In the press release announcing the agreement, the company also said a seed funding round was already underway. Philippe Villain-Guillot, the company’s CEO, told European Biotechnology Magazine that the funding had just started with a target size for the seed round of €8 million, with a first tranche of €3 million by the end of 2026. “The company plans to contact venture capital funds, family offices, and business angel networks,” said Villan-Guillot.

What Kahimmune is actually licensing

The agreement gives Kahimmune Therapeutics exclusive rights to the core technology underlying its Kahinomics discovery platform, along with an initial set of tumor antigens identified through that approach, referred to as Kahigens. The licensed assets originate from research conducted at Gustave Roussy and were supported through a maturation program led by SATT Paris-Saclay.

Scientifically, the work builds on more than a decade of research into pioneer translation products (PTPs), peptides produced through non-standard translation processes that can still be recognized by the immune system. This line of research, led at Gustave Roussy by Inserm scientist Sébastien Apcher, has shown that regions of the genome traditionally labelled as “non-coding” can nonetheless give rise to immunogenic peptides detectable by the immune system. This work led to the idea that the cancer immunopeptidome may extend beyond conventional protein-coding genes.

“Kahigens will provide the advantage to be new and to be specifically associated to a response to a cancer therapy, making them therapy-specific neoantigens, instead of cancer type-specific neoantigens, bringing synergy and better outcomes to patients,” explained Villain-Guillot

While individual antigen targets have not been publicly disclosed, the company has said it intends to develop shared mRNA cancer vaccines, with a first program focused on colorectal and pancreatic cancer.

Dark genome and cancer vaccines

Kahimmune’s approach starts with the premise that only a small fraction of our DNA encodes conventional proteins, while the vast majority is non-coding.
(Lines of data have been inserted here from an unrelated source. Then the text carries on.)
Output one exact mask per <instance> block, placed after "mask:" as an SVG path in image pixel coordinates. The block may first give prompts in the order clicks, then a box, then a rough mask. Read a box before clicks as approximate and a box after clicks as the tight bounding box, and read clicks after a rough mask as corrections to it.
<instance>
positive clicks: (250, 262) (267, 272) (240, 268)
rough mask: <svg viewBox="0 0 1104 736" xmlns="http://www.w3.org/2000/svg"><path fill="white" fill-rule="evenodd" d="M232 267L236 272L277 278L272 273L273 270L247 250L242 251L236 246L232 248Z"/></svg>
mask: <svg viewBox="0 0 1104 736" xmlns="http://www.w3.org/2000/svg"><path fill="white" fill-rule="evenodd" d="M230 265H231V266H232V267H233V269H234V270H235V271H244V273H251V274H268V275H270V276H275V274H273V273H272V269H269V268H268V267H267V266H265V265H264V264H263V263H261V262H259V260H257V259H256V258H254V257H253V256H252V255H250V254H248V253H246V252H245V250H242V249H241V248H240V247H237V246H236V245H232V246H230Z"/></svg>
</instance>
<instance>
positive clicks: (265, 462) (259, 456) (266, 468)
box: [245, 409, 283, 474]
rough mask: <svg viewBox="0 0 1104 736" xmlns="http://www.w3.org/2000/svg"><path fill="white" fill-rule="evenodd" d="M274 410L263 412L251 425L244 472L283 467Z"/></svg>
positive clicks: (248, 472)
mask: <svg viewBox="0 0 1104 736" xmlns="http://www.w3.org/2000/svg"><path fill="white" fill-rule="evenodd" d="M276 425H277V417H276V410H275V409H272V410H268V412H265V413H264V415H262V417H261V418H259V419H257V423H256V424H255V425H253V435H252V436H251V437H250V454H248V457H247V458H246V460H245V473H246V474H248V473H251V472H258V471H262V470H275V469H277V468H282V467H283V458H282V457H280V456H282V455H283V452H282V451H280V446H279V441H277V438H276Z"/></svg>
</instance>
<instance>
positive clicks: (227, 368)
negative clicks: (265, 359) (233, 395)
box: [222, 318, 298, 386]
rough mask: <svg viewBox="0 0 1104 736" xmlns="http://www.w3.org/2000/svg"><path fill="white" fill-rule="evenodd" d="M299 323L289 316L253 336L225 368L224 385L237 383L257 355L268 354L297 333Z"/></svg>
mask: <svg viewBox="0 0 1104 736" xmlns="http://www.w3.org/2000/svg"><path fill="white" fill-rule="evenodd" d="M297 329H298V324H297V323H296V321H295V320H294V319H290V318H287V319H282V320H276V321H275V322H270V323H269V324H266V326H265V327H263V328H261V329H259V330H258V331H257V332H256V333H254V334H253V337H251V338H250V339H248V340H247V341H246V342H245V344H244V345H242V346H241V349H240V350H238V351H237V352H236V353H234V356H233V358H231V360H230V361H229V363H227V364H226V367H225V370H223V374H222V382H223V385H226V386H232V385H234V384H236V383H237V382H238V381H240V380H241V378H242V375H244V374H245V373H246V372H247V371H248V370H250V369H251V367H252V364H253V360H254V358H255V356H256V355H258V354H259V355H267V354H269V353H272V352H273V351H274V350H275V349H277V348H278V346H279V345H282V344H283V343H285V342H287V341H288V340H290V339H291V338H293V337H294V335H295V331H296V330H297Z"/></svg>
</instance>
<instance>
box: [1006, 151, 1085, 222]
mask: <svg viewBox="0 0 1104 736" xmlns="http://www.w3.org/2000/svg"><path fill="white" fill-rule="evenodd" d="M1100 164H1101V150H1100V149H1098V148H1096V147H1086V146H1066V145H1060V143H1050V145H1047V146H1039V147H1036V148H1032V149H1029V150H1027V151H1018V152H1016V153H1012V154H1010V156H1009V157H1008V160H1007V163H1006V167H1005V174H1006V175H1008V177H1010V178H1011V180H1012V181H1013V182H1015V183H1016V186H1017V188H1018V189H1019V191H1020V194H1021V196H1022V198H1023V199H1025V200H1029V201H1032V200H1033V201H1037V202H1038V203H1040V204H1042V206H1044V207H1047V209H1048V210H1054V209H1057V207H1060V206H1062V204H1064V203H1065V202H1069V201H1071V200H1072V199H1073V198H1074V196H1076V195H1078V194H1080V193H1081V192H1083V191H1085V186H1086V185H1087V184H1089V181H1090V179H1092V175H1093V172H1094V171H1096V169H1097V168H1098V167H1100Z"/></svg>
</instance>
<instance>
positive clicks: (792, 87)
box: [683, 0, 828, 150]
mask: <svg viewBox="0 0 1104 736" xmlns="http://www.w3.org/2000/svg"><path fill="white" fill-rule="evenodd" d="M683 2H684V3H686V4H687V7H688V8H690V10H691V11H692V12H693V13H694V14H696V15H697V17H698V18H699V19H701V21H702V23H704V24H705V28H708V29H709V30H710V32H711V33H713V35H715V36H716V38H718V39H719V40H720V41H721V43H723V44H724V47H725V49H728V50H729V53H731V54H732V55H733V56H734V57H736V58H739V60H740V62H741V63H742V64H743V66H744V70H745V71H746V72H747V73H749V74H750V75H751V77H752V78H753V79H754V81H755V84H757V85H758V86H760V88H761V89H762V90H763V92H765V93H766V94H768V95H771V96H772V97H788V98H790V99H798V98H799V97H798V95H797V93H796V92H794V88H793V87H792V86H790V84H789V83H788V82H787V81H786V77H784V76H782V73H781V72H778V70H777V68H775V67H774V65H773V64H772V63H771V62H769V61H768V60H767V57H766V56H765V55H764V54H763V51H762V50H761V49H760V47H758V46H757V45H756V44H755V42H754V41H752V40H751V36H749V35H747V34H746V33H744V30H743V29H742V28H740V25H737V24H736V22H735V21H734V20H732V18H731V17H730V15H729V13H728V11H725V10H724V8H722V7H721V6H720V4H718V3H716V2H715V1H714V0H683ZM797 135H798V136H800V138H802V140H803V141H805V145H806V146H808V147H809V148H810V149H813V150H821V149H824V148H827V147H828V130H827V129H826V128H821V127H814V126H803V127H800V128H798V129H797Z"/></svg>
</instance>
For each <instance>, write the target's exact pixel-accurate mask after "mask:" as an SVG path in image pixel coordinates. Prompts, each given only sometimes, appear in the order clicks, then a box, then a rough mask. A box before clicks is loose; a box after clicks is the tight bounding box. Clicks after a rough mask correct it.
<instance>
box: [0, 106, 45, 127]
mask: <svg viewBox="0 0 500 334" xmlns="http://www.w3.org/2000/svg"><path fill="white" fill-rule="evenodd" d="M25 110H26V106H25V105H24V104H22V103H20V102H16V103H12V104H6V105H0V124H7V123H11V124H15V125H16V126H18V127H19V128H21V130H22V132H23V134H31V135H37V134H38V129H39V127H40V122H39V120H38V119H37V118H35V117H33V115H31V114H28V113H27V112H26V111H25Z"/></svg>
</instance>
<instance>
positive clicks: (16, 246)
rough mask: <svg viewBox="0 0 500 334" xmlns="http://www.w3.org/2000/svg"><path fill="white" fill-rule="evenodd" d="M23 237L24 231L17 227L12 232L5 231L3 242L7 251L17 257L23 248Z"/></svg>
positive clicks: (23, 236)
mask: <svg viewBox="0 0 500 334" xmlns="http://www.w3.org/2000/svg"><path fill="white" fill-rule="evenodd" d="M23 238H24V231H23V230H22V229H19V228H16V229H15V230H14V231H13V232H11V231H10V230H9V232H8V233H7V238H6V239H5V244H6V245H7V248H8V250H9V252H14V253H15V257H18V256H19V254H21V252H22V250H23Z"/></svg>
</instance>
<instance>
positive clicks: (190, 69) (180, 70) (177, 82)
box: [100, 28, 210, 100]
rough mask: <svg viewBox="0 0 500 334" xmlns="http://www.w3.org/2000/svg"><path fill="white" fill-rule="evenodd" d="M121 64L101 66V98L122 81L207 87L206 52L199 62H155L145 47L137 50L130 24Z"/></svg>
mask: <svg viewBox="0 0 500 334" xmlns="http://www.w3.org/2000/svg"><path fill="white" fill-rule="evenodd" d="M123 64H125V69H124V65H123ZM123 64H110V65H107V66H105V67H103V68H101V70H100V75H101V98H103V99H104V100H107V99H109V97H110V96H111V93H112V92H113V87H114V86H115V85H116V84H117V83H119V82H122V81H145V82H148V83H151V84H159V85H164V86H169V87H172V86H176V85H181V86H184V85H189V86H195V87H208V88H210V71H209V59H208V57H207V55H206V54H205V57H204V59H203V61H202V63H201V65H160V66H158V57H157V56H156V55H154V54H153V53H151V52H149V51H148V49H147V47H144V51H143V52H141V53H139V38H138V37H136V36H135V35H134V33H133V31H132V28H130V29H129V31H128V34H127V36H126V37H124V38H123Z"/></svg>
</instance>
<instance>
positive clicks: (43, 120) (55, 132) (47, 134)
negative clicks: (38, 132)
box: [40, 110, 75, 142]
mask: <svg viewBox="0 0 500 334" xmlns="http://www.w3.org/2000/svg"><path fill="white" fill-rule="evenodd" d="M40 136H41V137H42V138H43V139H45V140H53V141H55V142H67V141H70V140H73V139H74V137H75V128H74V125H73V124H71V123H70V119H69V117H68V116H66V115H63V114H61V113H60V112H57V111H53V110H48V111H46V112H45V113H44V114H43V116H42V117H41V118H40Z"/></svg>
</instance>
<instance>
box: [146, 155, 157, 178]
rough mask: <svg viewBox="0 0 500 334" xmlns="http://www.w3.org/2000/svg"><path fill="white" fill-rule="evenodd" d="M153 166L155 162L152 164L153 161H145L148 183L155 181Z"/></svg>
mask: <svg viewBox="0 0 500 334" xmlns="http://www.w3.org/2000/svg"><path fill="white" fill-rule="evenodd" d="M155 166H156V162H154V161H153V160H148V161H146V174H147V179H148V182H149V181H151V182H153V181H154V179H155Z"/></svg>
In humans, roughly 1% to 2% is protein-coding, meaning the rest is non-coding DNA. The “dark genome” label also reflects the fact that these non-coding regions have historically been less explored in cancer research.
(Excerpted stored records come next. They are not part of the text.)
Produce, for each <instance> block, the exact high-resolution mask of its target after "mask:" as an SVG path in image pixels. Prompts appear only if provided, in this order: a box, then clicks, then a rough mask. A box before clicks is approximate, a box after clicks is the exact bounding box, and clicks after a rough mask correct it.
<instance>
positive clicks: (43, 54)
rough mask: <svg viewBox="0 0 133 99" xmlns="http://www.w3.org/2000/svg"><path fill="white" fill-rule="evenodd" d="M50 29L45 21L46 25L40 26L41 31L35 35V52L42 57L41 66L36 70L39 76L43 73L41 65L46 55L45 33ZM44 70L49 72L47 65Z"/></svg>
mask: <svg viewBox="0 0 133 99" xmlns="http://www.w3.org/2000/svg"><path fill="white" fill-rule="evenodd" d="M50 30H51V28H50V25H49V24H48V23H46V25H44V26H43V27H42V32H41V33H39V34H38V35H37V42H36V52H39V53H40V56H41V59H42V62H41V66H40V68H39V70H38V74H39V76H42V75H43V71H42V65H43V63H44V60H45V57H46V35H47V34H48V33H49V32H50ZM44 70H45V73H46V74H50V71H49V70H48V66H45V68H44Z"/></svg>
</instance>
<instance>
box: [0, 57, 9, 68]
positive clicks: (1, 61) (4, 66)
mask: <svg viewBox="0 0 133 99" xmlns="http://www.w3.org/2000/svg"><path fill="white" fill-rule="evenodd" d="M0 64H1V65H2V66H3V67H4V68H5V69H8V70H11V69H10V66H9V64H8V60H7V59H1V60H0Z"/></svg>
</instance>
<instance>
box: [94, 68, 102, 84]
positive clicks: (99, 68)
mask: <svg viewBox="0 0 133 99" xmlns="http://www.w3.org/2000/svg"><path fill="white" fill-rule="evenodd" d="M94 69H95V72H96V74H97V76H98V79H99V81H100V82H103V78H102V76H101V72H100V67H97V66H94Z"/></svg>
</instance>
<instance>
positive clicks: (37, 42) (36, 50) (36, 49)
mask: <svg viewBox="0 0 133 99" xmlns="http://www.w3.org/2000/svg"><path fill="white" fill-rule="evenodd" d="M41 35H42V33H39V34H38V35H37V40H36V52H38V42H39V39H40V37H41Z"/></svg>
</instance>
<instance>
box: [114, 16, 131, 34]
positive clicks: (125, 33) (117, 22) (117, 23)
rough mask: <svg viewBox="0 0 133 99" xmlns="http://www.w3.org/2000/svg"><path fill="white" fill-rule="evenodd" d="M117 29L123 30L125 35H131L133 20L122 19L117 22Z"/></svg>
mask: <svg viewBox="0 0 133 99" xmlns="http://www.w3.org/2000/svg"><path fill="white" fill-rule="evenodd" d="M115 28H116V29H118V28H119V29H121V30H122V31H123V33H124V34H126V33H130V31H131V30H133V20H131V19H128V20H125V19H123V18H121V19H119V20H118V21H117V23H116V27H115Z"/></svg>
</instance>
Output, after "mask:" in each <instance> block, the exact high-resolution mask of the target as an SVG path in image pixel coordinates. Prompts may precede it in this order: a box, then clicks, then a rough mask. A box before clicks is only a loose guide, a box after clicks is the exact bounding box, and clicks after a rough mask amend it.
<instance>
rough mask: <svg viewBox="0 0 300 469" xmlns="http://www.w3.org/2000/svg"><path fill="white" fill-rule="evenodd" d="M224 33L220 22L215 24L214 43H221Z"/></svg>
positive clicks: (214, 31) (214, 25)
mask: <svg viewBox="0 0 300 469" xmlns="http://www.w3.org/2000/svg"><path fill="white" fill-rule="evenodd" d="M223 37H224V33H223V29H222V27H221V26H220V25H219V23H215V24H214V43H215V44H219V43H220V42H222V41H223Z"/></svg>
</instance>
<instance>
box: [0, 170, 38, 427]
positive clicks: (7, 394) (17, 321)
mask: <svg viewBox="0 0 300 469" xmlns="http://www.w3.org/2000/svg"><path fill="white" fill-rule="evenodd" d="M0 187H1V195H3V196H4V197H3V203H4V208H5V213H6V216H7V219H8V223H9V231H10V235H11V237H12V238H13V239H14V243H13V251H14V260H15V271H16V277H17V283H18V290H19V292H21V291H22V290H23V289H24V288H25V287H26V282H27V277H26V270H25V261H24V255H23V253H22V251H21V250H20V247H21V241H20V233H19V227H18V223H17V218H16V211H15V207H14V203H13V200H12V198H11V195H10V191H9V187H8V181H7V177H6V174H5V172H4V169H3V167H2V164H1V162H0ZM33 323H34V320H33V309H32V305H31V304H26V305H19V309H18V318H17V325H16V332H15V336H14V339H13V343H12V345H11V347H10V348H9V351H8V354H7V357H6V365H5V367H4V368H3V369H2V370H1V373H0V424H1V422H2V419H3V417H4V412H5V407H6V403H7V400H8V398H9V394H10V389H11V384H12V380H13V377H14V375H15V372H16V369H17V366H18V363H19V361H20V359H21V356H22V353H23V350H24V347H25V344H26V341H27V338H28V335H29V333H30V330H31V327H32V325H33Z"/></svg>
For years, the non-coding parts of the genome were largely ignored in cancer research, at least from an antigen-discovery perspective. That started to change as researchers have shown that cells can translate non-canonical open reading frames from these regions, producing peptides that appear on MHC class I molecules, the system used by immune cells to survey intracellular proteins.

In tumors, this has expanded the pool of potential antigens beyond classical protein-coding genes, with studies detecting large numbers of previously overlooked peptides that are visible to the immune system. 

And technology played its part, too. Improved ribosome profiling and more sensitive mass spectrometry have made it possible to detect antigens that would have gone unnoticed using earlier, protein-centric methods.

Therapeutically, if tumors present peptides that are rare or absent in healthy tissues, these targets may look more foreign to the immune system than classical shared tumor-associated antigens, which often run into tolerance and specificity constraints. 

More broadly, therapeutic cancer vaccines have regained momentum. A recent review describes a field that is advancing on both personalized and shared-antigen approaches, but is still constrained by the tumor microenvironment, delivery limitations, and the practicalities of scaling.

Signals have been encouraging with Moderna and Merck reporting positive five-year follow-up data of their personalized mRNA vaccine in Melanoma, and the U.K.-based cancer vaccine company Infinitopes closing a $35 million seed round, both in January.

Companies like Kahimmune that look to the dark genome for answers remain niche, but they are not alone. UbiVac, for example, has positioned its approach around what it describes as cancer’s “dark matter,” focusing on cryptic antigens detected through immune profiling. Earlier attempts, such as Vaxon Biotech, explored shared vaccines based on cryptic peptides, but its candidate failed to meet its primary endpoints in phase 2. 

What’s next for Kahimmune?

For now, much of the picture remains to be filled in. The seed round is, of course, one of the next steps. On the development side, Villain-Guillot told European Biotechnology Magazine the company was working on the design of the mRNA-LNP structure of its first cancer vaccine candidate, KAH-001, and that the final structure should be selected in 12 to 18 months.

Strategically, Kahimmune has positioned its vaccines as combination therapies, but has not named any partner drugs or pharmaceutical collaborators, leaving open how it intends to integrate its approach into existing treatment options. The company’s CEO said he couldn’t disclose if conversations with potential partners were ongoing at this stage.